My favorite gumpastes are Wilton’s Ready-To-Use Gum Paste and Squires Kitchen’s Sugar Florist Paste. Both meet all the above criteria as well as one I love that I failed to mention earlier: the ease of use factor, i.e. it is ready when I am because, unlike homemade recipes, which need to be refrigerated or frozen to keep fresh, I do not have to wait for it to warm up or thaw since it keeps at room temperature. I have used some of the other gumpastes listed below and if you are wondering why I did not keep trying all of them, it is because I am extremely happy with the results I have had with these two (i.e. the petals I have made are thin and have a delicate texture). With such wonderful results there is no incentive to keep on experimenting.
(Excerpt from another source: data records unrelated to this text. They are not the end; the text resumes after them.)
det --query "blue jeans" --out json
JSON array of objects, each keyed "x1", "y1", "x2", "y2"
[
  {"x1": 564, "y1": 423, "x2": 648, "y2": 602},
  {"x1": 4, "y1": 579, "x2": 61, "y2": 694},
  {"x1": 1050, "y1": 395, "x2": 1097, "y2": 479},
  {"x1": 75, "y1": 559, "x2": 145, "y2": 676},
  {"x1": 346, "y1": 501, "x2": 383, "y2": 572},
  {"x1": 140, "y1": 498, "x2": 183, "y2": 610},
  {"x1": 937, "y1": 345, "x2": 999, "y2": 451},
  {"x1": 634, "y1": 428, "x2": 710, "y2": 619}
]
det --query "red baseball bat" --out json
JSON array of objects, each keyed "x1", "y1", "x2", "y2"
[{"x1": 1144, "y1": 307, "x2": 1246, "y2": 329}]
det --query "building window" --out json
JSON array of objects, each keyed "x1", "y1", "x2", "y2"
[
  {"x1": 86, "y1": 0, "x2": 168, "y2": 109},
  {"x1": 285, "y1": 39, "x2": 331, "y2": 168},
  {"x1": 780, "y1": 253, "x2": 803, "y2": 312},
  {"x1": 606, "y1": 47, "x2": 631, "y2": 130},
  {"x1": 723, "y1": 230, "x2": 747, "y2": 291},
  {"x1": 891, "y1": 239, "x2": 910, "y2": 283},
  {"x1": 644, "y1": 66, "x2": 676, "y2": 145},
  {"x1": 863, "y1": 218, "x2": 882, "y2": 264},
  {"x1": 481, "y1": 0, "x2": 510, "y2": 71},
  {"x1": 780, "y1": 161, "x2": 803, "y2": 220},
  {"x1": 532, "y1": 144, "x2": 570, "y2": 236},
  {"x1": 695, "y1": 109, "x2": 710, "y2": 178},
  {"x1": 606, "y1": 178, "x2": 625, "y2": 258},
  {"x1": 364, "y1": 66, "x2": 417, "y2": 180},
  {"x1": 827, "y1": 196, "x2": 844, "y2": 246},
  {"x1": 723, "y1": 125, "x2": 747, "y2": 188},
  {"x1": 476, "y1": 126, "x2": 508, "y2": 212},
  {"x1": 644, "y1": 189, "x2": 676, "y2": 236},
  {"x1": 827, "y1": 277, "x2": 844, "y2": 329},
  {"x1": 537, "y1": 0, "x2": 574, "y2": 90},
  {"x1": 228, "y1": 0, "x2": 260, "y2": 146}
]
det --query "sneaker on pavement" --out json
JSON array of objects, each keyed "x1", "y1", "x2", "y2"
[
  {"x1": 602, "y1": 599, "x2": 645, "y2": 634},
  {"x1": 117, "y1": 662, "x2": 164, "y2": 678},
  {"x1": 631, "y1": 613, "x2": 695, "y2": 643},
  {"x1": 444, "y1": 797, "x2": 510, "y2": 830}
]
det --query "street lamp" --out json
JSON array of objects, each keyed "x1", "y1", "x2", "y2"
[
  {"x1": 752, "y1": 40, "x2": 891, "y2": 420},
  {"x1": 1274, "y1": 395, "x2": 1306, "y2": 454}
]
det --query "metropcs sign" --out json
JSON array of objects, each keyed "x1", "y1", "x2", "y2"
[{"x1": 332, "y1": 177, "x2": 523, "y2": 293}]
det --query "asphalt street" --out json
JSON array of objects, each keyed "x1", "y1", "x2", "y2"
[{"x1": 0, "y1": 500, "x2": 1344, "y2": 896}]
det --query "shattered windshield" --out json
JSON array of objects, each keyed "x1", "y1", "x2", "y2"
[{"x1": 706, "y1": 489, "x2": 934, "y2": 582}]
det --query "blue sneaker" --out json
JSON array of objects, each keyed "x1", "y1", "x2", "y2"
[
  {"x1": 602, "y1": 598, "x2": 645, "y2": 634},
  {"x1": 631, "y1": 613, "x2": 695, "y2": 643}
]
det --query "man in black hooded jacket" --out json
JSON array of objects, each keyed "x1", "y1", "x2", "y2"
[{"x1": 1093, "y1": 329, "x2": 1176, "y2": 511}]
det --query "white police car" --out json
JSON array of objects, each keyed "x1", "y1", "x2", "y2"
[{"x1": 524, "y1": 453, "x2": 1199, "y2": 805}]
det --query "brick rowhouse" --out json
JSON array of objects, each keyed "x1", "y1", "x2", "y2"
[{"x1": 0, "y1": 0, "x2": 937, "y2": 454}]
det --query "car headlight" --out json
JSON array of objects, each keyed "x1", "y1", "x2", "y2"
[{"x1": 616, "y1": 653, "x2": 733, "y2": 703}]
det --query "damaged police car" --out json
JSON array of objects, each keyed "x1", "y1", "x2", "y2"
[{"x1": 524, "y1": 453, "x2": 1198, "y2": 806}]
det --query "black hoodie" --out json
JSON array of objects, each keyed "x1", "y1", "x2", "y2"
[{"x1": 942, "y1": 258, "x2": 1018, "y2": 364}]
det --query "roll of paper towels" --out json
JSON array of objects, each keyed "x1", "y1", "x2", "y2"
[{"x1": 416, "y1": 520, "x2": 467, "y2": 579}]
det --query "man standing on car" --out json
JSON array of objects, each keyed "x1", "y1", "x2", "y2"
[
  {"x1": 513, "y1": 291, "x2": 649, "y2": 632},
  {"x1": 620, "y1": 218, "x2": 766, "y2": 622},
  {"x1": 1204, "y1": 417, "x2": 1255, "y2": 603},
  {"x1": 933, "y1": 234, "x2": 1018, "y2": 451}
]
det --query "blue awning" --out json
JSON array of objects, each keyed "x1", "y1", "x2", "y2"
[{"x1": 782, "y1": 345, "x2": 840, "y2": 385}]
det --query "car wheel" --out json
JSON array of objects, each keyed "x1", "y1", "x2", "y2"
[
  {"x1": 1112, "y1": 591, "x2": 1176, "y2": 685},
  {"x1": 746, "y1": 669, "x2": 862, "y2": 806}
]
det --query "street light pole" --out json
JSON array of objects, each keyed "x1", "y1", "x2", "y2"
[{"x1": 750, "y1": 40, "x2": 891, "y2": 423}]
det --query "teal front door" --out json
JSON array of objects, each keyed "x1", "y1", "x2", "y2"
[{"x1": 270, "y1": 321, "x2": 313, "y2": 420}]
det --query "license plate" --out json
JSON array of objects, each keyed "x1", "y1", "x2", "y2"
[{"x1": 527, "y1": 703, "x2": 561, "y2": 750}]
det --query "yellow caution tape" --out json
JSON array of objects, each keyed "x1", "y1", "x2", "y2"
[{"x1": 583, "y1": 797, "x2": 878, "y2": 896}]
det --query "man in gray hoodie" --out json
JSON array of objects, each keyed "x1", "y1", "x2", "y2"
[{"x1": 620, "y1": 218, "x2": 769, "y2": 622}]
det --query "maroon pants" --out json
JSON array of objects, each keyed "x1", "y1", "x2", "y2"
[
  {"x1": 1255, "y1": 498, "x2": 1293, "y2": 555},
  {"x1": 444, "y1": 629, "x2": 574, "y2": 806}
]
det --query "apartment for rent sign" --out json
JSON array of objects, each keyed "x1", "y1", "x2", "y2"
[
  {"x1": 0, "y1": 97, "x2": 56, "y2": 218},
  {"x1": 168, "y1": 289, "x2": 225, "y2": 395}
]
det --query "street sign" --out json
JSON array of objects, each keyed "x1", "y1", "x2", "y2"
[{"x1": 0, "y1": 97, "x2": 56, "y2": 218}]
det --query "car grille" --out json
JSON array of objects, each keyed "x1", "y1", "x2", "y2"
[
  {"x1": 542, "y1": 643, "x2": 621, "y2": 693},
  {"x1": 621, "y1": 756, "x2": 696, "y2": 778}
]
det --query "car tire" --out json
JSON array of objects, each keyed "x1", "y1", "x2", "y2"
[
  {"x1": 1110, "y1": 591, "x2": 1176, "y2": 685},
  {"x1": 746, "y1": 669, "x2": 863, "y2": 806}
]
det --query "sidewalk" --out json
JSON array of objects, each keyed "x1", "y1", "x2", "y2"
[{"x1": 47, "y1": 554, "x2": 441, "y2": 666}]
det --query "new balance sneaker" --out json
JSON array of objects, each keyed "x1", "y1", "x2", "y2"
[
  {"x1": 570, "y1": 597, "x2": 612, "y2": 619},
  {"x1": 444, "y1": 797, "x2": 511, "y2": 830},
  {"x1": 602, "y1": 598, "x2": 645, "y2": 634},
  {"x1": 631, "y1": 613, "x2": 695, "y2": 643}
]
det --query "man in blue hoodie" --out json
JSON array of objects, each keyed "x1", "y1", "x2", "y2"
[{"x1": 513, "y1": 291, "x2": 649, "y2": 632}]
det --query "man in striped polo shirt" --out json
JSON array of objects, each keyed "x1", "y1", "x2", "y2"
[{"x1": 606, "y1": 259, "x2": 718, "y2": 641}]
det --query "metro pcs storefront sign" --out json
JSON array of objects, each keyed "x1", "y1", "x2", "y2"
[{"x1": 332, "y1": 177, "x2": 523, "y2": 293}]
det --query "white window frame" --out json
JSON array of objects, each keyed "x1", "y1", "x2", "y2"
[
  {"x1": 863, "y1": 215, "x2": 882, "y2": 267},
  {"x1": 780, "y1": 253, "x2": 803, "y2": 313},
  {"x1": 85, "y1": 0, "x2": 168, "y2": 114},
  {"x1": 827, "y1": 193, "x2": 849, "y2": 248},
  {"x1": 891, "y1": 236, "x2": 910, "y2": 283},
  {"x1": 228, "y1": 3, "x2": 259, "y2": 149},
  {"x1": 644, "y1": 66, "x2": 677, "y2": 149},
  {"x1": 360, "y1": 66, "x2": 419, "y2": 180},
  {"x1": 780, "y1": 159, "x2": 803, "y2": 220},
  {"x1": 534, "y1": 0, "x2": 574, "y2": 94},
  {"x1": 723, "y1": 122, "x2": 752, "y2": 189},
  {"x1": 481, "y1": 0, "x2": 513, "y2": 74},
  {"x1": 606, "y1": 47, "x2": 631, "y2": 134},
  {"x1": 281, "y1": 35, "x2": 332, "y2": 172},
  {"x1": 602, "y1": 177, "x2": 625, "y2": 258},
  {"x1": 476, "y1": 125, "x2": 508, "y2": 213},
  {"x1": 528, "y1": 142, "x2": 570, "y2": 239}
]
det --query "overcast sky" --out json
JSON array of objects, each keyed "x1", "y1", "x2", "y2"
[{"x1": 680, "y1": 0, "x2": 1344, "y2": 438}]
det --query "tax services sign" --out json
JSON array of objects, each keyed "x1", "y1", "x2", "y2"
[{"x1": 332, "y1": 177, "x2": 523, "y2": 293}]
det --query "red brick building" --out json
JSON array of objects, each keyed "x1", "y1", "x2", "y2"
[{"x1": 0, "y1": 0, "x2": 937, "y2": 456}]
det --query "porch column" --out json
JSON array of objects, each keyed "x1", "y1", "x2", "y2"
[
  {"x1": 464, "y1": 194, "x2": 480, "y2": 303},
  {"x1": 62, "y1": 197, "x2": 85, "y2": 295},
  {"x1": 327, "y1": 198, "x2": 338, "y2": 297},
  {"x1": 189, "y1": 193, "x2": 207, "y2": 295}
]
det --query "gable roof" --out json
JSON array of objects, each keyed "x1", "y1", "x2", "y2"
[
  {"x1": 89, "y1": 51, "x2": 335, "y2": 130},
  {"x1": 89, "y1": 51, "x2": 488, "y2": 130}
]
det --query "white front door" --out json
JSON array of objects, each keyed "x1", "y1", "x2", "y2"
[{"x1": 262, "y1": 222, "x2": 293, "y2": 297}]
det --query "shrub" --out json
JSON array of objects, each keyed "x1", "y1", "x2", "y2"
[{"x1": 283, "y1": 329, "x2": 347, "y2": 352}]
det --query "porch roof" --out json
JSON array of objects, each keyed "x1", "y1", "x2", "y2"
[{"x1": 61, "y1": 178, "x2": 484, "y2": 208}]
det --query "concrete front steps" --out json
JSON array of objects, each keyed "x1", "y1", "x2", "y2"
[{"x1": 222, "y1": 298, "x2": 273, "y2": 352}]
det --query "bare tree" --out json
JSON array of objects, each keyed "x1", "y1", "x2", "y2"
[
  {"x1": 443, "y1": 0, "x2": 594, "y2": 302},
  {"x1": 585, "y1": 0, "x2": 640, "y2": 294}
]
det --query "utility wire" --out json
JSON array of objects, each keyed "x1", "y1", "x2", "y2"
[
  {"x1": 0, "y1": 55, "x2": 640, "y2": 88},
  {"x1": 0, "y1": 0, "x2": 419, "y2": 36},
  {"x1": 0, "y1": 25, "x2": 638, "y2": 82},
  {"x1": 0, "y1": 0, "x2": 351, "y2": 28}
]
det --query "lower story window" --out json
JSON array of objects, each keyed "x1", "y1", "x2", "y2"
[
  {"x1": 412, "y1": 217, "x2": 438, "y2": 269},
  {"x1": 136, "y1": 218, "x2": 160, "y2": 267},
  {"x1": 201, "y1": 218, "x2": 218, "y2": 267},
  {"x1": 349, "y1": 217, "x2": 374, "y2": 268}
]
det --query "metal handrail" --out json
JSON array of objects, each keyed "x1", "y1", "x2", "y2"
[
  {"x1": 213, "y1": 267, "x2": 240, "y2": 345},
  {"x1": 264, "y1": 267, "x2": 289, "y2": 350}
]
When I know I have got a good thing going I stick with it…just ask my husband. So, when you find one that works for you take my lead and just latch on to it.
Ready-To-Use (RTU) Gumpaste
Ready-to-Use is commercially made gumpaste and comes in both packets and tubs. It is offered in sizes ranging from 8 ounces to a whopping 10 pounds. The ones I have found in Europe range from 100 grams (3.5 ounces) to 1 kilo (2.2 pounds). Some gumpastes are available pre-colored which can be handy if you are making a lot of one type of flower, leaf, or an assembly line of one item etc.
Here is a list of gumpastes to choose from:
Wilton Gum Paste (consistent and readily available at cake decorating stores, craft stores & chef supply stores)
Squires Kitchen’s Sugar Florist Paste (it is wonderful to work with and it comes in a handy, resealable foil bag)
These are premade mixes that just need water added but must be made 24 hours in advance.
Homemade/Commercial Gumpaste Recipes
The following are the names of some gumpasters who have made their DIY recipes available on the Internet and/or in their gumpasting books. Please read their instructions carefully before attempting to make them and be sure you have all the ingredients on hand before you start. Be advised that they may require the use of a heavy-duty stand mixer such as a KitchenAid.
Nicolas Lodge: This is my go-to recipe which uses Tylose powder. It is very nice to work with, but must be made 24 hours in advance so that it matures.
Linda McClure: Another recipe that uses Tylose powder.
Scott Clark Woolley: His recipe uses Tragacanth powder.
FYI: The Tylose powder I have used is CAI (Confectionary Arts International) Tylose Powder. I have read that it is the best brand available.